A solid sphere of radius Xcm is placed in a cylinder of radius 2Xcm and height 2Xcm. The cylinder is then filled with water to the brim and the solid gently withdrawn. Find d volume of d water in d cylinder in cm3
I assume you know how to find the volumes of such solids. Just subtract the volume of the sphere from that of the cylinder.
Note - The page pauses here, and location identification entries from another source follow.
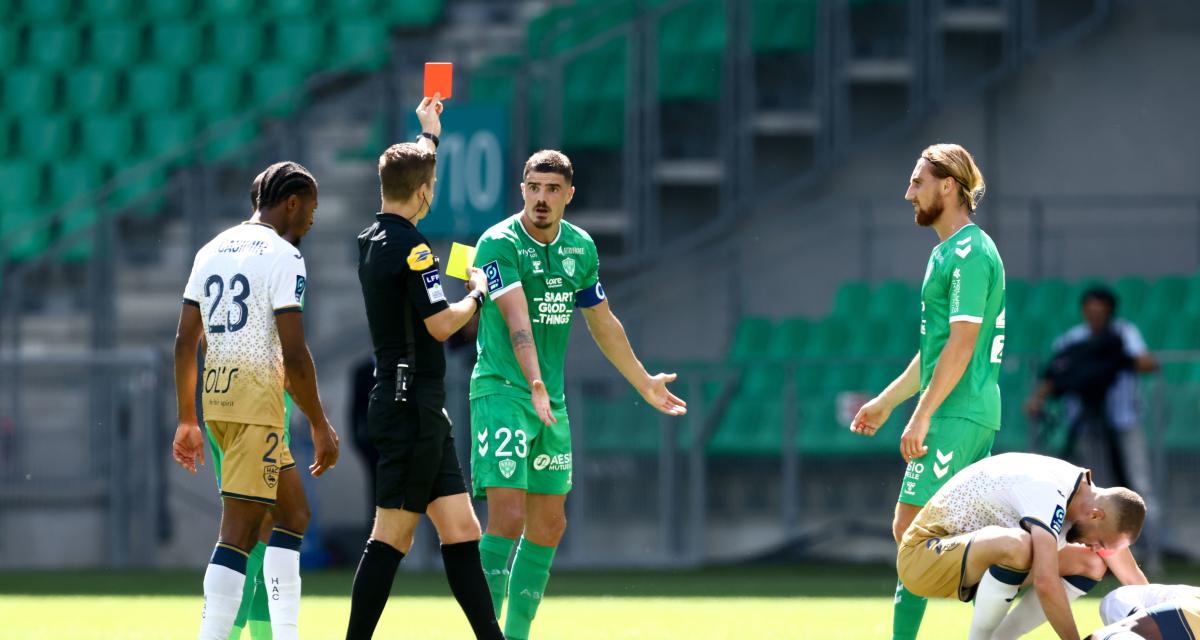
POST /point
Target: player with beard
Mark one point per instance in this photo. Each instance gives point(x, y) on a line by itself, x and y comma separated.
point(961, 342)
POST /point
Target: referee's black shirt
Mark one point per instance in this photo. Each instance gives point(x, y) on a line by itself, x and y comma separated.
point(397, 268)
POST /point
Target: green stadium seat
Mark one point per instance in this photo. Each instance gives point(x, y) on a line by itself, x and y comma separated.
point(46, 137)
point(784, 25)
point(215, 90)
point(850, 301)
point(360, 43)
point(300, 42)
point(168, 133)
point(750, 340)
point(43, 11)
point(22, 237)
point(414, 13)
point(73, 179)
point(231, 9)
point(168, 10)
point(115, 45)
point(108, 138)
point(53, 46)
point(787, 340)
point(10, 45)
point(153, 89)
point(90, 90)
point(22, 184)
point(177, 43)
point(276, 87)
point(107, 10)
point(238, 42)
point(29, 91)
point(231, 141)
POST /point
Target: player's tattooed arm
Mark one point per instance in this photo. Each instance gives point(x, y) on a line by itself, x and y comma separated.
point(515, 310)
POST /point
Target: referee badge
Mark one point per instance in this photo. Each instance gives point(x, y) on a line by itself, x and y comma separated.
point(508, 467)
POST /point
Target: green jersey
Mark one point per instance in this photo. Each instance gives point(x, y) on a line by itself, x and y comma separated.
point(965, 282)
point(556, 277)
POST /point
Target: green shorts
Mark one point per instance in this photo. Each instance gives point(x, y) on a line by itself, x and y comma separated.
point(511, 448)
point(953, 443)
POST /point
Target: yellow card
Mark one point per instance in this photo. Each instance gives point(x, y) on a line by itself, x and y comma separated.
point(461, 256)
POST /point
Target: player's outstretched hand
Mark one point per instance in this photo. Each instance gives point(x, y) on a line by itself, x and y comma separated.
point(870, 417)
point(325, 448)
point(540, 399)
point(189, 446)
point(912, 441)
point(660, 398)
point(429, 114)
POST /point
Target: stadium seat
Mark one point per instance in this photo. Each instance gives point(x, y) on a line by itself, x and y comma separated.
point(167, 133)
point(153, 89)
point(215, 90)
point(90, 90)
point(108, 138)
point(238, 43)
point(360, 43)
point(750, 340)
point(276, 87)
point(115, 45)
point(46, 137)
point(177, 43)
point(53, 46)
point(22, 184)
point(787, 340)
point(300, 42)
point(168, 9)
point(43, 11)
point(29, 91)
point(107, 10)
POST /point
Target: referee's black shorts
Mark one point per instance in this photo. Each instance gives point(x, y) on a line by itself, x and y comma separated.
point(417, 456)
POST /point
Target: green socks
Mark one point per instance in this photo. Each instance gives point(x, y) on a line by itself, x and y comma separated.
point(495, 552)
point(906, 614)
point(531, 572)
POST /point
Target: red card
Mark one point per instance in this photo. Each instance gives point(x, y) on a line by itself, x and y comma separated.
point(438, 79)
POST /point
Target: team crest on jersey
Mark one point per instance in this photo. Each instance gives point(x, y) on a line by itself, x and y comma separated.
point(420, 257)
point(271, 476)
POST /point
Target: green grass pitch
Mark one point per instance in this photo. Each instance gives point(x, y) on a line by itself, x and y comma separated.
point(819, 602)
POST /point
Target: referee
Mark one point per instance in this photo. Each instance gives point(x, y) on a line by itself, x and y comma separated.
point(409, 317)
The leftover space holds the water:
π(2x)^2*(2x) - 4/3 πx^3
To find the volume of water in the cylinder after removing the solid sphere, we need to calculate the difference between the volume of the cylinder when it is filled to the brim and the volume of the solid sphere.
1. Volume of the cylinder:
The formula to calculate the volume of a cylinder is V = πr^2h, where r is the radius and h is the height. In this case, the radius of the cylinder is 2X cm and the height is 2X cm. So, the volume of the cylinder is:
V_cylinder = π(2X)^2 * 2X = 4πX^3 cm^3
2. Volume of the solid sphere:
The formula to calculate the volume of a sphere is V = (4/3)πr^3, where r is the radius. In this case, the radius of the solid sphere is X cm. So, the volume of the solid sphere is:
V_sphere = (4/3)πX^3 cm^3
3. Volume of the water in the cylinder:
To find the volume of the water in the cylinder, we subtract the volume of the solid sphere from the volume of the cylinder:
V_water = V_cylinder - V_sphere
= 4πX^3 - (4/3)πX^3
= (12/3)πX^3 - (4/3)πX^3
= (8/3)πX^3 cm^3
Therefore, the volume of the water in the cylinder is (8/3)πX^3 cm^3.